I eat for reasons other than hunger, such as boredom, fatigue, loneliness, anger or depression.
- Learn to identify addictive foods. When people are watching what they eat, they tend to scan ingredients lists and track calories. Problem: There are far too many troublesome ingredients with long chemical names to remember and avoid them all.
What to do: Rather than worry about each ingredient and calorie, group foods into addictive and nonaddictive, and then avoid the former.
How to determine which foods are addictive: If a food looks like it did immediately after being removed from nature, it’s probably unprocessed and nonaddictive. But if it looks like it’s been created in a factory or lab, it’s probably processed and addictive. That means items from the produce, butcher and seafood sections of the supermarket usually are safe choices, while anything found in boxes or cans in other aisles usually isn’t. And yes—this includes packaged processed foods that are marketed as “diet foods.” They might have low calorie counts but almost inevitably contain addictive ingredients.
Surprising: Dairy products such as milk and cheese seem healthy and natural, but they contain casomorphine, a naturally occurring peptide that studies suggest is addictive. After all, milk is meant to help baby mammals rapidly pack on pounds—it’s not something nature intended adults to consume.
- Remove processed foods from your life. Some people can go cold turkey and eliminate processed foods overnight. But most people prefer slow, steady modifications.

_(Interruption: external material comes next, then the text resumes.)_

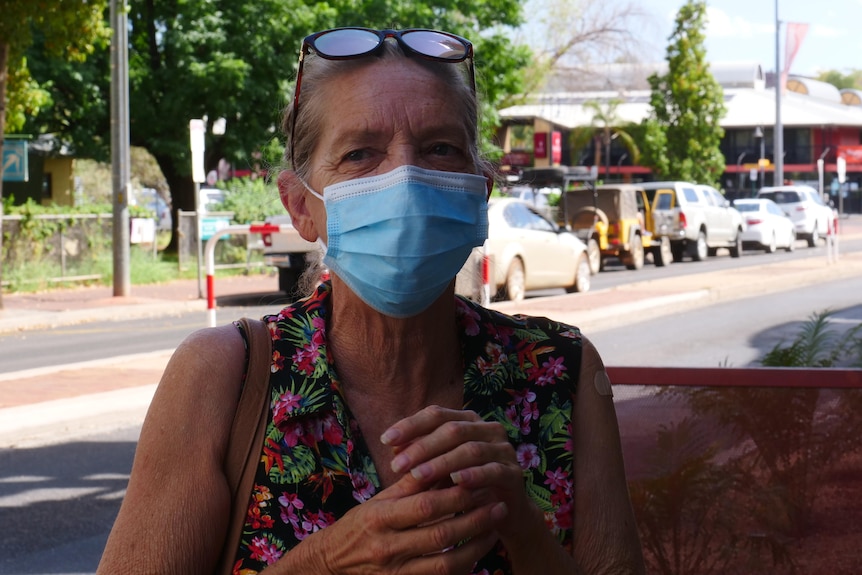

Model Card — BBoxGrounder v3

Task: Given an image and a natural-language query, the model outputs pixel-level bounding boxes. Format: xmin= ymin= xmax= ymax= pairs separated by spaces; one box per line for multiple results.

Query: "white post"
xmin=206 ymin=224 xmax=293 ymax=327
xmin=189 ymin=119 xmax=207 ymax=298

What to do: Remove one processed food from your diet each day. Start by eliminating processed foods that you consume only occasionally and won’t miss much—starting small can create a sense of progress toward a larger goal without feeling overwhelming.
- Make it difficult to make eating mistakes. If you constantly convince yourself not to eat processed food, you’re likely to fail. Instead, arrange your life so temptations are less common, particularly during the first few months. What to do…

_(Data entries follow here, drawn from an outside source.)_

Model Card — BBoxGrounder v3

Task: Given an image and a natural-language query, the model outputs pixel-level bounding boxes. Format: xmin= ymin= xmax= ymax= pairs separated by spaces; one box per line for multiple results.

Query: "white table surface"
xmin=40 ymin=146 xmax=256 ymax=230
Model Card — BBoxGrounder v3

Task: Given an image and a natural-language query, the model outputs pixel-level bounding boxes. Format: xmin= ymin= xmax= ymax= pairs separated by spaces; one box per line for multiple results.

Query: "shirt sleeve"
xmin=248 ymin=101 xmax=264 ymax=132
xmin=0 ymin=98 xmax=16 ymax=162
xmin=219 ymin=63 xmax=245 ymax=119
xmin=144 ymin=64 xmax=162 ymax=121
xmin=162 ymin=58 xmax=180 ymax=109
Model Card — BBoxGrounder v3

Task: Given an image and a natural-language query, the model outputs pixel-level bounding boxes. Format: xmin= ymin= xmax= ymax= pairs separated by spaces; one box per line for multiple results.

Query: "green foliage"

Restrict availability. Processed foods should not be where you can easily reach them. Completely remove them from your home and workplace if that’s possible—and when you remove an item from your diet, also remove it from your kitchen. Unfortunately, this isn’t always an option—you might share your living space or workspace with someone who doesn’t want to do without these foods. If so, at least keep these items out of your reach and out of sight. Examples: Perhaps the people who share your living space would be willing to store their processed foods in a separate closet or locked box in the kitchen…or perhaps your coworkers could exclude you from group e-mails announcing when snacks are available in the break room.
Avoid activities and places linked in your mind to processed-food consumption. If you always eat a hot dog when you visit a local park, avoid that park…if you shovel unhealthy food into your mouth when you sit in front of the TV, take up a hobby that keeps your hands busy.

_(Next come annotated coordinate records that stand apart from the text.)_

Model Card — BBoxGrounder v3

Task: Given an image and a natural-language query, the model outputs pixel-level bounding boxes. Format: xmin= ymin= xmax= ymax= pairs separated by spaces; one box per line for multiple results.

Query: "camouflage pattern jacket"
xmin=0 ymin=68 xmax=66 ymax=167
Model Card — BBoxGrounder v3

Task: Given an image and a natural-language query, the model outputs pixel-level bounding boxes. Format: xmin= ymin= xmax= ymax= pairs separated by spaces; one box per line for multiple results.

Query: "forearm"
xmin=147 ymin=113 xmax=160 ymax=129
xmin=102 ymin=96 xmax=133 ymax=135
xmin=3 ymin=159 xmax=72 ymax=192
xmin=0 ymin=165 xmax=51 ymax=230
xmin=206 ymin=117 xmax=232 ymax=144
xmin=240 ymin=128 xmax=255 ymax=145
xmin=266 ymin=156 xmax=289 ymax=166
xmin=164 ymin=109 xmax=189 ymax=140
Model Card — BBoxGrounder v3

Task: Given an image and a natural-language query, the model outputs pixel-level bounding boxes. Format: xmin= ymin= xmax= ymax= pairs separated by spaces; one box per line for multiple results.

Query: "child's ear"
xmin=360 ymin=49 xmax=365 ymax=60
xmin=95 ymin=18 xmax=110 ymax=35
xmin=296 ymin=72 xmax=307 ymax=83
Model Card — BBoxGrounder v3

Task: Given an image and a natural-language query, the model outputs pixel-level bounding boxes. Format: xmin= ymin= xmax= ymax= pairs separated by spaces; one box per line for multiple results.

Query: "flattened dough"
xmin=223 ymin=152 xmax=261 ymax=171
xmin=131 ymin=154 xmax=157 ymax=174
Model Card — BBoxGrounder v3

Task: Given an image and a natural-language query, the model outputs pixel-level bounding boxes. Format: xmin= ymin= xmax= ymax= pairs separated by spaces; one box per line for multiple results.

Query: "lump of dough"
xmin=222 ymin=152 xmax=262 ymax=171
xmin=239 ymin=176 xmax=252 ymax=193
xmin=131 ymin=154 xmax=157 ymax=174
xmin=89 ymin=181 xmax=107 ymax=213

- Cultivate negative mental responses to processed food. When tempted to eat processed food, don’t tell yourself that you can’t have a food you want. Instead, tell yourself why you don’t want it. Examples: Think, I don’t want that—it makes me feel unhealthy or I don’t want that—it’s ruining my life. These negative mental responses might not feel accurate at first, but they will gain power as your rational frontal lobe begins to regain control from your brain’s rewards pathways.
6. Spend time with people who eat unprocessed foods. Humans are likely to behave the way we see the people around us behaving—our brains contain cells called mirror neurons that respond to the actions we see performed by others as though these were our own actions. Result: It is much harder to overcome food addiction when we spend time around people who eat unhealthy processed foods and easier when we spend time with people who eat right. Seek out healthy eating support groups in your area or online.